A company called SplashData compiles an annual listing of the most popular passwords, based on passwords leaked in high profile data breaches over the previous year which targeted EU and U.S. users.
As might be expected, the "awards" for 2014 indicate a large number of users are still using very bad passwords -- passwords which are obvious, guessable, and/or ubiquitous. Unaware of the risk they are putting themselves at, many users cleverly opted to make "123456" or "password" their password of choice. Those top two passwords were actually unchanged since 2013.

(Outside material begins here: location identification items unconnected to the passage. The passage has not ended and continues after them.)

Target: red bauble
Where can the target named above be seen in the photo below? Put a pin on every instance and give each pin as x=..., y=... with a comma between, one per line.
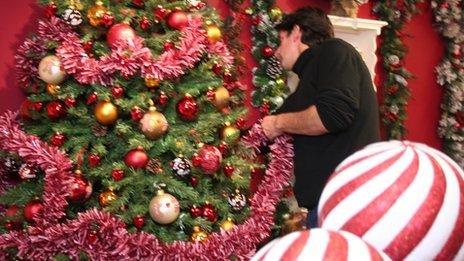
x=228, y=78
x=138, y=221
x=136, y=114
x=228, y=170
x=91, y=98
x=195, y=211
x=223, y=148
x=209, y=213
x=80, y=189
x=14, y=223
x=70, y=102
x=162, y=99
x=217, y=68
x=177, y=20
x=57, y=139
x=210, y=159
x=193, y=181
x=108, y=19
x=94, y=160
x=240, y=123
x=50, y=10
x=55, y=110
x=168, y=45
x=211, y=95
x=32, y=208
x=267, y=51
x=196, y=160
x=117, y=174
x=139, y=3
x=144, y=23
x=264, y=109
x=88, y=46
x=187, y=108
x=120, y=32
x=160, y=13
x=136, y=158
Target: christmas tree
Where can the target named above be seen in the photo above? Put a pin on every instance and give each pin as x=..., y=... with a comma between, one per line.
x=142, y=97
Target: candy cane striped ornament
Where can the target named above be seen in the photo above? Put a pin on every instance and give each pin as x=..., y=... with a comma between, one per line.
x=319, y=244
x=404, y=198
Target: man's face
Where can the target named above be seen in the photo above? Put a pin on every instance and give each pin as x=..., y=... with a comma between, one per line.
x=287, y=52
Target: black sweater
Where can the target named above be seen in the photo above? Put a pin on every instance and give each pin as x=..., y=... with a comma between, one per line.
x=335, y=79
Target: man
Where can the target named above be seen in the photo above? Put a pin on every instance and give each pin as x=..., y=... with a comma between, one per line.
x=333, y=111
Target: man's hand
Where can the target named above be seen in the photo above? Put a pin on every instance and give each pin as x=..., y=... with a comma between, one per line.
x=269, y=127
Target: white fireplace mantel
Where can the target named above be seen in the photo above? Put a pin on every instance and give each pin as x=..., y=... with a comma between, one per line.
x=362, y=34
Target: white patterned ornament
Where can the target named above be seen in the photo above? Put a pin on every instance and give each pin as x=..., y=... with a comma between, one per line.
x=317, y=245
x=404, y=198
x=72, y=17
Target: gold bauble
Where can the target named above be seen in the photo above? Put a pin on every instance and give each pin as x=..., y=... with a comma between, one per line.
x=227, y=224
x=151, y=82
x=221, y=98
x=50, y=70
x=164, y=208
x=198, y=234
x=106, y=112
x=106, y=198
x=96, y=13
x=153, y=124
x=275, y=14
x=214, y=33
x=53, y=89
x=230, y=134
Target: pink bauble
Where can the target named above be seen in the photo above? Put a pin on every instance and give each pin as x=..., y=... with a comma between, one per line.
x=211, y=159
x=50, y=70
x=319, y=244
x=120, y=32
x=404, y=198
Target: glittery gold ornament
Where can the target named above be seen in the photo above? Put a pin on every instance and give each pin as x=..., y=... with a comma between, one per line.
x=221, y=98
x=198, y=234
x=106, y=112
x=53, y=89
x=164, y=208
x=230, y=134
x=151, y=82
x=275, y=14
x=96, y=13
x=214, y=33
x=227, y=224
x=153, y=124
x=107, y=197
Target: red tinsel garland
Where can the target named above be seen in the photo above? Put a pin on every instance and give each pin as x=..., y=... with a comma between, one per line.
x=127, y=58
x=104, y=237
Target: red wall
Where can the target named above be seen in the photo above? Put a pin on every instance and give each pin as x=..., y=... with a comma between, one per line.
x=19, y=19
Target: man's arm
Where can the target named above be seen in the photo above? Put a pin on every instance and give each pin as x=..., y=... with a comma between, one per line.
x=306, y=122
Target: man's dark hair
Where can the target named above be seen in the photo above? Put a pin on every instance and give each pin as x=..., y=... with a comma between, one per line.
x=313, y=22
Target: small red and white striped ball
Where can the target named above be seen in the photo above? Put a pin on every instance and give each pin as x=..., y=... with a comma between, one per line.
x=404, y=198
x=319, y=244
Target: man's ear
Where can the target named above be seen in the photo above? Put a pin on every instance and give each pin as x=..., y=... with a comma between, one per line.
x=296, y=34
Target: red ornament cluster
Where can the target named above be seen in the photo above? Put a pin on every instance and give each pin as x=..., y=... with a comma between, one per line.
x=187, y=108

A handful of new numeric passwords such as "696969" hit the list. As usual famous ficitional characters also popped up as new entries -- notably "batman" and "superman" (sort of like the infamous "darthvader", which wasn't on this year's list) made the ranking, as well. The full list is:
- 123456 (Unchanged from 2013)
- password (Unchanged)
- 12345 (Up 17)
- 12345678 (Down 1)
- qwerty (Down 1)
- 1234567890 (Unchanged)
- 1234 (Up 9)
- baseball (New)
- dragon (New)
- football (New)
- 1234567 (Down 4)
- monkey (Up 5)
- letmein (Up 1)
- abc123 (Down 9)
- 111111 (Down 8)
- mustang (New)
- access (New)
- shadow (Unchanged)
- master (New)
- michael (New)
- superman (New)
- 696969 (New)
- 123123 (Down 12)
- batman (New)
- trustno1 (Down 1)
If you're using one of these passwords, slap your palm to your forehead and then go change it immediately because you are putting your online data at risk. SplashData may be a bit of a biased party (its goal is to sell users on its LastPass competitor, SplashID), but its points are sound. You should use non-obvious passwords that are:
- long
- mix letters, numbers, and special characters
- vary from site to site
A simple rule of thumb is to never use a simple numeric sequence, well known name, or dictionary word for a password. You've been warned.